А вот запись в дневнике Сусловой, сделанная в Риме 29 сентября 1863 года: "Вчера Федор Михайлович опять ко мне приставал. Он говорил, что я слишком серьезно и строго смотрю на вещи, которые того не стоят. Я сказала, что туг есть одна причина, которой прежде мне не приходилось высказать. Потом он сказал, что меня заедает утилитарность. Я сказала, что утилитарности не могу иметь, хотя и есть некоторое поползновение. Он не согласился, сказав, что имеет доказательства. Ему, по-видимому, хотелось знать причину моего упорства.
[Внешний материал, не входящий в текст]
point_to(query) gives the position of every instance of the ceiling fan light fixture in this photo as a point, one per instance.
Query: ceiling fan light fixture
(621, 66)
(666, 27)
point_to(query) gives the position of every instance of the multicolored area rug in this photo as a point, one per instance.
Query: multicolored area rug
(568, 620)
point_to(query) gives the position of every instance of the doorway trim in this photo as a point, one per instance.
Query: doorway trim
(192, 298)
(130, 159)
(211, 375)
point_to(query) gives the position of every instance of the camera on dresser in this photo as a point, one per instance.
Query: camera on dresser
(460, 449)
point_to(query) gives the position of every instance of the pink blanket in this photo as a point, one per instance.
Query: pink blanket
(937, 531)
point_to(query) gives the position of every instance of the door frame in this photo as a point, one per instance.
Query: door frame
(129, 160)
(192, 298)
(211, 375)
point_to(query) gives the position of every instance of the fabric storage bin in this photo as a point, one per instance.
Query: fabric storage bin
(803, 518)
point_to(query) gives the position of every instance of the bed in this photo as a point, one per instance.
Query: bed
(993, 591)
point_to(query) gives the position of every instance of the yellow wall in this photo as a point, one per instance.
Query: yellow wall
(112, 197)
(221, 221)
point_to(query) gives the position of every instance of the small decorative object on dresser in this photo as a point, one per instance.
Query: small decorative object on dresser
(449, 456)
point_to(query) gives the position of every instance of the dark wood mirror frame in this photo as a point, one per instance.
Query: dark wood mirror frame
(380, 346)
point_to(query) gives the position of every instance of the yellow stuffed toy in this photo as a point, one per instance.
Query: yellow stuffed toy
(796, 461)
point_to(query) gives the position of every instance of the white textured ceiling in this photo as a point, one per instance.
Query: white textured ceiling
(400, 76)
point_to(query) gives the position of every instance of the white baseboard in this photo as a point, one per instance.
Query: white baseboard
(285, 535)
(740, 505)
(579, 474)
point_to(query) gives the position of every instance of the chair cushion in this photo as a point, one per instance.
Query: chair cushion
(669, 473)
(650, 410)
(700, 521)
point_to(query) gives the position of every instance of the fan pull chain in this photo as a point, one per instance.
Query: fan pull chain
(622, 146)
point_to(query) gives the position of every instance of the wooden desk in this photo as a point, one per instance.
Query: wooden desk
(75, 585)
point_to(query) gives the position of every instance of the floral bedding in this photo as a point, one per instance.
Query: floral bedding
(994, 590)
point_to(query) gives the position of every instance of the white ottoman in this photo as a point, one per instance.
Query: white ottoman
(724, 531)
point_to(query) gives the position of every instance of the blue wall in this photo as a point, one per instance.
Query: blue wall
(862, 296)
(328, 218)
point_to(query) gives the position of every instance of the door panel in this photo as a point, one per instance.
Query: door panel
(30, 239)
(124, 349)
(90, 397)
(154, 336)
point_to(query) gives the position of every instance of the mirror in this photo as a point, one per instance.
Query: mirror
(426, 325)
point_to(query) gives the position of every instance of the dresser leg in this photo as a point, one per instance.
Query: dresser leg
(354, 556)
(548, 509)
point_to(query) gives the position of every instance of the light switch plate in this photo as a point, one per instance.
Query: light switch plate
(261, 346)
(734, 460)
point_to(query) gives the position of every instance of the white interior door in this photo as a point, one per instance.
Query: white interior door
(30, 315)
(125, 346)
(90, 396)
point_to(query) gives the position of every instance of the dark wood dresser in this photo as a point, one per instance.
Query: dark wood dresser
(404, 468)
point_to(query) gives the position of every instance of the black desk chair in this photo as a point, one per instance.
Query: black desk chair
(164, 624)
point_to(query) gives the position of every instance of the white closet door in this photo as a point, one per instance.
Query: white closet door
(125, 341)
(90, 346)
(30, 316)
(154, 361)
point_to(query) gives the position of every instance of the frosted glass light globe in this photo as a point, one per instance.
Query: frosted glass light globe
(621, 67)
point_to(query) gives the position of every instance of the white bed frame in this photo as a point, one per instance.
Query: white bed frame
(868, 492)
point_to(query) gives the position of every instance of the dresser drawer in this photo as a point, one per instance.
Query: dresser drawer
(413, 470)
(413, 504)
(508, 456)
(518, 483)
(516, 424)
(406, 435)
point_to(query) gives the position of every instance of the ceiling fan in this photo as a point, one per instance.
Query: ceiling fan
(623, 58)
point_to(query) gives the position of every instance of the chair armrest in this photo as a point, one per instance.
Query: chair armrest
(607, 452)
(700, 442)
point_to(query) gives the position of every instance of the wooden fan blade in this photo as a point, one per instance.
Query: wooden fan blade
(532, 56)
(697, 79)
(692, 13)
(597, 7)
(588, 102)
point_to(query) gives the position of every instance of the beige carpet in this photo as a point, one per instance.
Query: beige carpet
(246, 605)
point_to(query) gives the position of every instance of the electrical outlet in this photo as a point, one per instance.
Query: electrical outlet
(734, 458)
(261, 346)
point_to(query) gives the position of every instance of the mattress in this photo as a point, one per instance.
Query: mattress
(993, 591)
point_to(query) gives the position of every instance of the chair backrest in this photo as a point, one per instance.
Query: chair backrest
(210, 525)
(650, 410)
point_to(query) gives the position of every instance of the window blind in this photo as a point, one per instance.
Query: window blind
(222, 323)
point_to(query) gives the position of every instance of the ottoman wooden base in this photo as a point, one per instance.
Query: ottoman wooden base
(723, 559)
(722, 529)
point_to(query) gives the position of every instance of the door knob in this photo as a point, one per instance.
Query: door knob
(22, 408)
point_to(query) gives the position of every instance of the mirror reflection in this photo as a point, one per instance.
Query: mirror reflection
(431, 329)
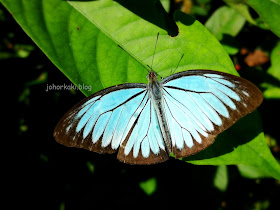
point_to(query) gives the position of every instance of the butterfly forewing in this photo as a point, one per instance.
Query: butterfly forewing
(201, 104)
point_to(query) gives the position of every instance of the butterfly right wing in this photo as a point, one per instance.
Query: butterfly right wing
(115, 117)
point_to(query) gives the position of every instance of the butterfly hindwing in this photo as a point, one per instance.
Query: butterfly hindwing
(200, 104)
(120, 117)
(144, 144)
(97, 122)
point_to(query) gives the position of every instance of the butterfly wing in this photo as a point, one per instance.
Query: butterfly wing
(117, 117)
(200, 104)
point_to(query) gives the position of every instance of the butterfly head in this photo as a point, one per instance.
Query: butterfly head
(152, 76)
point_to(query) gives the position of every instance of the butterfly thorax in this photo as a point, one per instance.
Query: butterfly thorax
(155, 87)
(156, 94)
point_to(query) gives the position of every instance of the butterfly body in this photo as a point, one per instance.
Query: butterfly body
(182, 114)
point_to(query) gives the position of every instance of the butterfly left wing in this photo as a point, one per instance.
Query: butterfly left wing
(120, 117)
(200, 104)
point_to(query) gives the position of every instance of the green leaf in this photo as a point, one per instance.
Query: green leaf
(82, 39)
(225, 20)
(269, 11)
(84, 45)
(252, 172)
(149, 186)
(272, 80)
(221, 178)
(242, 8)
(225, 23)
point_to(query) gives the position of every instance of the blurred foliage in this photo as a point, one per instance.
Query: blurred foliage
(50, 176)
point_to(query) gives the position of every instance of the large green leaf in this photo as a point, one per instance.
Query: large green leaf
(103, 43)
(225, 23)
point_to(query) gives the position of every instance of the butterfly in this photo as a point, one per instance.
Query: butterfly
(181, 114)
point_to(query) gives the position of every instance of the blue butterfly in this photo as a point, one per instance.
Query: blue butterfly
(182, 114)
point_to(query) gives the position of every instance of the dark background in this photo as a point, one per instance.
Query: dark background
(43, 174)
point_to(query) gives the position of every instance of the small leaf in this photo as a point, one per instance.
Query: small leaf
(269, 11)
(221, 178)
(149, 186)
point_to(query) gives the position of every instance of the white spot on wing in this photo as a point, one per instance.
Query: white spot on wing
(245, 93)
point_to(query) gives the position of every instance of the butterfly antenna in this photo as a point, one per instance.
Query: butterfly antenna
(154, 51)
(178, 63)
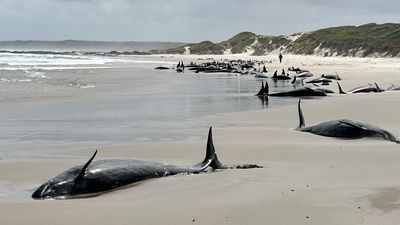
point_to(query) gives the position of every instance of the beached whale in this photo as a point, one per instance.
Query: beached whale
(280, 77)
(331, 76)
(344, 128)
(394, 88)
(363, 89)
(101, 176)
(162, 68)
(321, 80)
(303, 91)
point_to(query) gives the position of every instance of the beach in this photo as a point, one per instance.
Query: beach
(305, 179)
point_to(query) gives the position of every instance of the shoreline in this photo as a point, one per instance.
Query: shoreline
(306, 179)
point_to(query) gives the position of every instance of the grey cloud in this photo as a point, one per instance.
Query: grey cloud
(181, 20)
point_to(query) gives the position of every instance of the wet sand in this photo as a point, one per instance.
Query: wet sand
(306, 179)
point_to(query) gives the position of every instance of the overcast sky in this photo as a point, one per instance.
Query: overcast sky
(181, 20)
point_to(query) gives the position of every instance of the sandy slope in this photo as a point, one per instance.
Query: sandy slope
(306, 179)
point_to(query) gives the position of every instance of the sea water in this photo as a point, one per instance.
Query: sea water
(27, 127)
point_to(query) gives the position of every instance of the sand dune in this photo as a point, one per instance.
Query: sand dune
(306, 179)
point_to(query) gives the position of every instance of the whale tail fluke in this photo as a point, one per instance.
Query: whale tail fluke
(340, 89)
(301, 117)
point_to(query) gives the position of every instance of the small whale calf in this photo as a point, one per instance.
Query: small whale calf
(344, 128)
(97, 177)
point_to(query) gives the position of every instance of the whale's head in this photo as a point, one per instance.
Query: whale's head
(55, 189)
(68, 184)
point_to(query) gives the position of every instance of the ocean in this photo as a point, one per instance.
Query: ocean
(53, 101)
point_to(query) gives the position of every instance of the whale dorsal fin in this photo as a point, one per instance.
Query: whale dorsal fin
(340, 89)
(83, 170)
(294, 79)
(353, 124)
(301, 117)
(378, 88)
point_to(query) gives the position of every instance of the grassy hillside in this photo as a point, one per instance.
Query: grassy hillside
(367, 40)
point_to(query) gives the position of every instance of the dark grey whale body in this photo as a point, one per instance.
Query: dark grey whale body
(304, 91)
(363, 89)
(345, 128)
(100, 176)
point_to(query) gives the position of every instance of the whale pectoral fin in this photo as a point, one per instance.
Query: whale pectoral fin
(83, 170)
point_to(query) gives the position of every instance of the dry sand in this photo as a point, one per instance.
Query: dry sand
(306, 179)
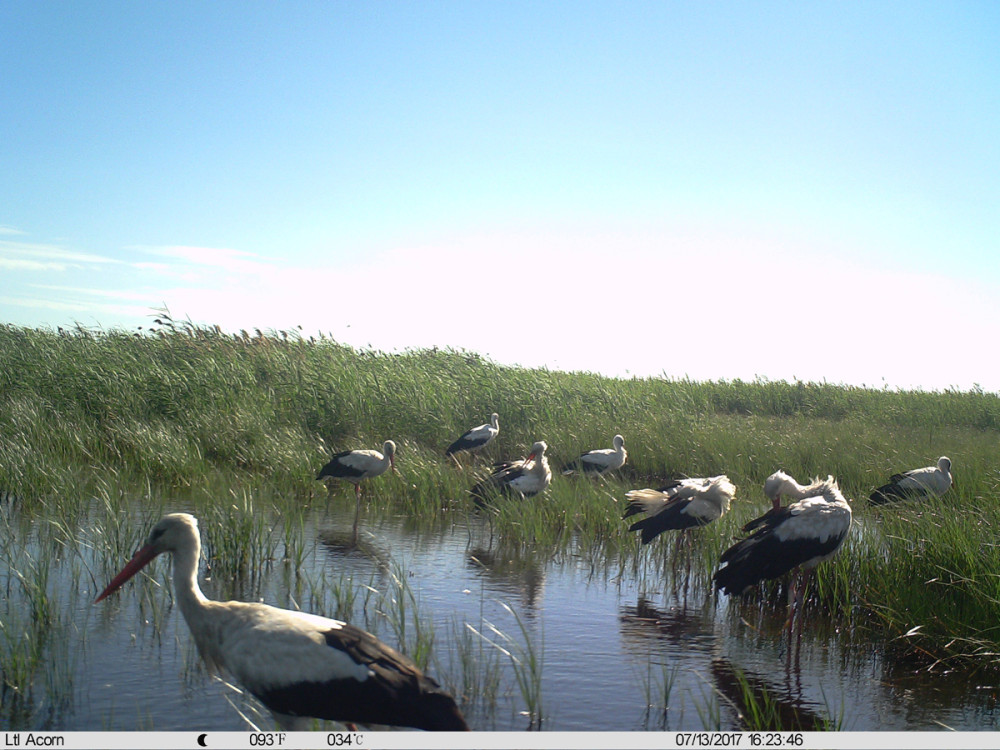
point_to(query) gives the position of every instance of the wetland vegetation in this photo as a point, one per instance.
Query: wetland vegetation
(103, 431)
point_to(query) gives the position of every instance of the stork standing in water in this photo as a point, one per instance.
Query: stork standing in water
(356, 466)
(528, 476)
(477, 438)
(681, 504)
(299, 665)
(601, 461)
(796, 536)
(930, 481)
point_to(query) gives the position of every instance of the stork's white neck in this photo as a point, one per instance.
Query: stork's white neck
(189, 595)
Он старался ее отгадать.
— Ты не знаешь, это не то, — отвечала я на разные его предположения.
У него была мысль, что это каприз, желание помучить.
— Ты знаешь, — говорил он, — что мужчину нельзя так долго мучить, он, наконец, бросит добиваться.
Я не могла не улыбнуться и едва не спросила, для чего он это говорил.
— Всему этому есть одна главная причина, — начал положительно (после я узнала, что он не был уверен в том, что говорил), — причина, которая внушает мне омерзение, — это полуостров.
Это неожиданное напоминание очень взволновало меня.
— Ты надеешься.
Я молчала.
— Теперь ты не возражаешь, — сказал он, — не говоришь, что это не то.
Я молчала.
— Я не имею ничего к этому человеку, потому что это слишком пустой человек.
— Я нисколько не надеюсь, мне нечего надеяться, — сказала я, подумав.
— Это ничего не значит, рассудком ты можешь отвергать все ожидания, это не мешает.
Он ждал возражения, но его не было, я чувствовала справедливость этих слов.
Он внезапно встал и пошел лечь на постель. Я стала ходить по комнате. Мысль моя вдруг обновилась, мне в самом деле блеснула какая-то надежда. Я стала, не стыдясь, надеяться.
Проснувшись, он сделался необыкновенно развязен, весел и навязчив. Точно он хотел этим победить внутреннюю обидную грусть и насолить мне.
Я с недоумением смотрела на его странные выходки. Он будто хотел обратить все в смех, чтоб уязвить меня, но я только смотрела на него удивленными глазами.
— Нехороший ты какой, — сказала я наконец просто.